Auch zum Lieben bedarfst du der Kunst? Unglücklicher Manso,
Daß die Natur auch nichts, gar nichts für dich noch gethan!
In langweiligen Versen und abgeschmackten Gedanken
Lehrt ein Präceptor uns hier, wie man gefällt und verführt.
Was das entsetzlichste sey von allen entsetzlichen Dingen?
Ein Pedant, den es jückt, locker und lose zu seyn.
Armer Naso, hättest du doch wie Manso geschrieben,
Nimmer, du guter Gesell, hättest du Tomi gesehn.
Alles kann mislingen, wir könnens ertragen, vergeben;
Nur nicht, was sich bestrebt, reizend und lieblich zu seyn.
Wieland, wie reich ist dein Geist! Das kann man nun erst empfinden,
Sieht man, wie fad und wie leer dein Caput mortuum ist.
Hieltest du deinen Reichthum nur halb so zu Rathe, wie jener
Seine Armuth, du wärst unsrer Bewunderung werth.
Meynst du, er werde größer, wenn du die Schultern ihm leyhest?
Er bleibt klein wie zuvor, du hast den Höcker davon.
Fort ins Land der Philister, ihr Füchse mit brennenden Schwänzen,
Und verderbet der Herrn reife papierene Saat.

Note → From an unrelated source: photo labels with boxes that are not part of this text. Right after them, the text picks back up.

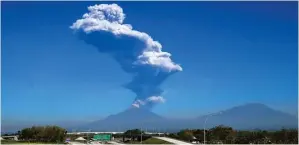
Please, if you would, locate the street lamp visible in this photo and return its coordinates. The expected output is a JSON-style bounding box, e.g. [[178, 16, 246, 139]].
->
[[203, 112, 222, 144]]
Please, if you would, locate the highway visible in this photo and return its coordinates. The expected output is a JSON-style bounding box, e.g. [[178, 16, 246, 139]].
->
[[154, 137, 193, 145]]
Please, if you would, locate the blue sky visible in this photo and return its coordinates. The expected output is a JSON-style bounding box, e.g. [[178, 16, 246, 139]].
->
[[1, 2, 298, 122]]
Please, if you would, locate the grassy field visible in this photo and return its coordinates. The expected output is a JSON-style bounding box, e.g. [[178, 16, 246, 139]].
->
[[128, 138, 171, 144]]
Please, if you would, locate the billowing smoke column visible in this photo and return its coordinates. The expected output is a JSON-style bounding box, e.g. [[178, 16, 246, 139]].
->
[[70, 4, 182, 109]]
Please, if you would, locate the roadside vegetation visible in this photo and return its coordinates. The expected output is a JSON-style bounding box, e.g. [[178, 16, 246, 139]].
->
[[167, 125, 298, 144]]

Unter allen, die von uns berichten, bist du mir der liebste,
Wer sich lieset in dir, liest dich zum Glücke nicht mehr.
Jahre lang schöpfen wir schon in das Sieb und brüten den Stein aus,
Aber der Stein wird nicht warm, aber das Sieb wird nicht voll.
Invaliden Poeten ist dieser Spittel gestiftet,
Gicht und Wassersucht wird hier von der Schwindsucht gepflegt.
Dichter, ihr armen, was müßt ihr nicht alles hören, damit nur
Sein Exercitium schnell lese gedruckt der Student!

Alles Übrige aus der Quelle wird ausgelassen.